Three nurses at Boston Medical Center are taking a proactive rather than reactive approach to skin care. The skin team RNs - two full time and one part time - constantly emphasize the importance of assessing patients' skin from head to toe.
Because ongoing documentation of pressure ulcers is necessary to ensure Medicare reimbursement, the nurses review with staff on a regular basis how to properly report finding pressure ulcers and whether a patient already has one on admission. If patients fall at home but are not found for several days, for example, they often are admitted with pressure ulcers because of lack of hygiene and position changes.
If a pressure ulcer is noted by a nurse on assessment, that nurse puts in a consult for a nurse from the skin care team to examine the wound. To provide the best skin care possible for each patient, the skin care team collaborates with dietitians, CNAs, nursing directors, nurse managers and doctors.
One way the skin team reminds staff about proper skin assessment and care is through a mannequin referred to as "Uncle Ulcer", which features interchangeable wound and ostomy parts.
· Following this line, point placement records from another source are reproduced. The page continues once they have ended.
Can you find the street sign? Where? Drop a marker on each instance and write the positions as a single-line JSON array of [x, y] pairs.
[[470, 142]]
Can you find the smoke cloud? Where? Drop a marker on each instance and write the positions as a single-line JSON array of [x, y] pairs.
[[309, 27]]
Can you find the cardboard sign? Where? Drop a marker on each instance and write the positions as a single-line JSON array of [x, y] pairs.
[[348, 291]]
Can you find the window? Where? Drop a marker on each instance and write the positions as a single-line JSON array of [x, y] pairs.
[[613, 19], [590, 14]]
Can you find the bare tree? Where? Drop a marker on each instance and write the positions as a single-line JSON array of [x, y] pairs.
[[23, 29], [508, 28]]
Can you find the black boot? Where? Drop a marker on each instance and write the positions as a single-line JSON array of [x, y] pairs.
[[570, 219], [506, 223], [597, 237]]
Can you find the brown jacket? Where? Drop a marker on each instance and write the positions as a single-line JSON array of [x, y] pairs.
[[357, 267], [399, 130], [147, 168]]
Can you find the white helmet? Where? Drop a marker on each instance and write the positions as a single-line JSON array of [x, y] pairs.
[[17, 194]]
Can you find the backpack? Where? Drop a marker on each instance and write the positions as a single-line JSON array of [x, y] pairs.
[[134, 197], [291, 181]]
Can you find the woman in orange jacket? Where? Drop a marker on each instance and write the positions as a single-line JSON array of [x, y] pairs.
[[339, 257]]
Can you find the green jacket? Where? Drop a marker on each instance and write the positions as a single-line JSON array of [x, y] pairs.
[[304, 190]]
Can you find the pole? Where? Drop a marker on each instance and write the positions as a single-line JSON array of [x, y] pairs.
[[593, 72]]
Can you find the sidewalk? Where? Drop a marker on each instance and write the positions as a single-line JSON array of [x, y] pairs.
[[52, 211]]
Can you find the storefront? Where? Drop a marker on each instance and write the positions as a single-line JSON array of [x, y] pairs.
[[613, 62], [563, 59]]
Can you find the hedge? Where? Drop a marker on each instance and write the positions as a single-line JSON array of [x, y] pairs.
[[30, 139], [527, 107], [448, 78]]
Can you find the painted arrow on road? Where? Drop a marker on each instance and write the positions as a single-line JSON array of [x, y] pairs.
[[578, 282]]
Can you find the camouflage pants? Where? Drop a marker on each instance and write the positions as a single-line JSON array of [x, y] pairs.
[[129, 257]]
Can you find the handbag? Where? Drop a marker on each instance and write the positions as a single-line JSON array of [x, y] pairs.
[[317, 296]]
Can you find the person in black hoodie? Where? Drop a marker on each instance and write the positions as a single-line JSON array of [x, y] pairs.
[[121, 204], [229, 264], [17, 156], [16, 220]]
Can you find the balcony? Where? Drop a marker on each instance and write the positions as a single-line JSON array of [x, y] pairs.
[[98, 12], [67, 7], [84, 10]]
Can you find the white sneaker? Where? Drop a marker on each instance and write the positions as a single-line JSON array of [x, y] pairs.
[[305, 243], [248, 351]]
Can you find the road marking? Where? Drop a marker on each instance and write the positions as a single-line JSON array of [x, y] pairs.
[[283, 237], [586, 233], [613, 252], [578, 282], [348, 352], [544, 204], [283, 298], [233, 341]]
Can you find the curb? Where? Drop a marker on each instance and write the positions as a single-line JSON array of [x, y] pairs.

The mannequin, purchased with grant funds, has proved to be a great hands-on teaching tool, says Lauren H. Laubenstein, RN, BSN, CWON, wound/ostomy nurse, because it helpf staff learn to recognize and care for different stages of pressure ulcers in the classroom setting. A skin Web site also is under development to reinforce what the nurses already know, says Siobhan Nevin, RN, BSN, CWOCN (NE Nurse.com, January/February 2010, p. 13).
A pressure ulcer or bedsore is an injury to the skin or underlying tissue usually over a bony protruding area of the body. Pressure ulcers can range in severity from minor skin reddening to deep wounds. Factors that cause pressure ulcers are unrelieved pressure on the skin, or slight rubbing or friction on the skin.